Donald Trump dan pemerintahannya yang menentang perubahan iklim benar-benar hidup di abad yang salah. Militerisasi kebijakan energi pada saat ini dan penggunaan bahan bakar fosil sebagai inti kebijakan keamanan nasional mungkin tampak menarik bagi mereka, namun pendekatan ini jelas akan menemui kegagalan. Pada kenyataannya, itu sudah menjadi definisi keusangan.
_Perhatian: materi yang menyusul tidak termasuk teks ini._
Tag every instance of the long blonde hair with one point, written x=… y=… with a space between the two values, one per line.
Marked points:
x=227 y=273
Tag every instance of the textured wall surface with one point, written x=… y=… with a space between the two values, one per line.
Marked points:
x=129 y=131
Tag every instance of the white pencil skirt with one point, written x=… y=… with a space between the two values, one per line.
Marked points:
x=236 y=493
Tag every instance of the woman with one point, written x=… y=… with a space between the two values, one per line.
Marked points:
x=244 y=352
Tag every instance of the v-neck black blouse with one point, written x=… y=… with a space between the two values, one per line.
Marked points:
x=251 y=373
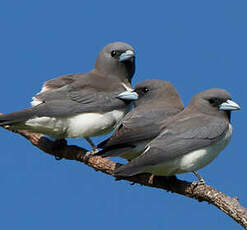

Sayangnya, mengingat kondisi planet ini saat ini, hal ini juga mengancam kita semua. Semakin jauh kita melihat ke masa depan, semakin besar kemungkinan kepemimpinan internasional akan berada di pundak pihak-pihak yang mampu menghasilkan energi terbarukan secara efektif dan efisien, bukan mereka yang mampu menyediakan bahan bakar fosil yang meracuni iklim. Oleh karena itu, tidak seorang pun yang mencari prestise global akan mengatakan di Davos atau di mana pun bahwa kita diberkati dengan “kemampuan besar untuk memberikan kualitas hidup yang lebih baik kepada masyarakat di dunia melalui bahan bakar fosil.”
Z
Michael T. Klare, anggota reguler TomDispatch, adalah profesor studi perdamaian dan keamanan dunia di Hampshire College dan, yang terbaru, penulis Perlombaan untuk Apa yang Tersisa. Versi film dokumenter dari bukunya Darah dan Minyak tersedia dari Media Education Foundation. Ikuti dia di Twitter di @mklare1. Artikel ini pertama kali muncul di TomDispatch.com, sebuah weblog dari Nation Institute, yang menawarkan aliran sumber, berita, dan opini alternatif dari Tom Engelhardt, editor lama di bidang penerbitan, salah satu pendiri American Empire Project, penulis buku Berakhirnya Budaya Kemenangan, seperti sebuah novel, Hari-Hari Terakhir Penerbitan. Buku terbarunya adalah Shadow Government: Surveillance, Secret Wars, dan Global Security State di Dunia Bertunggal-Superpower (Buku Haymarket).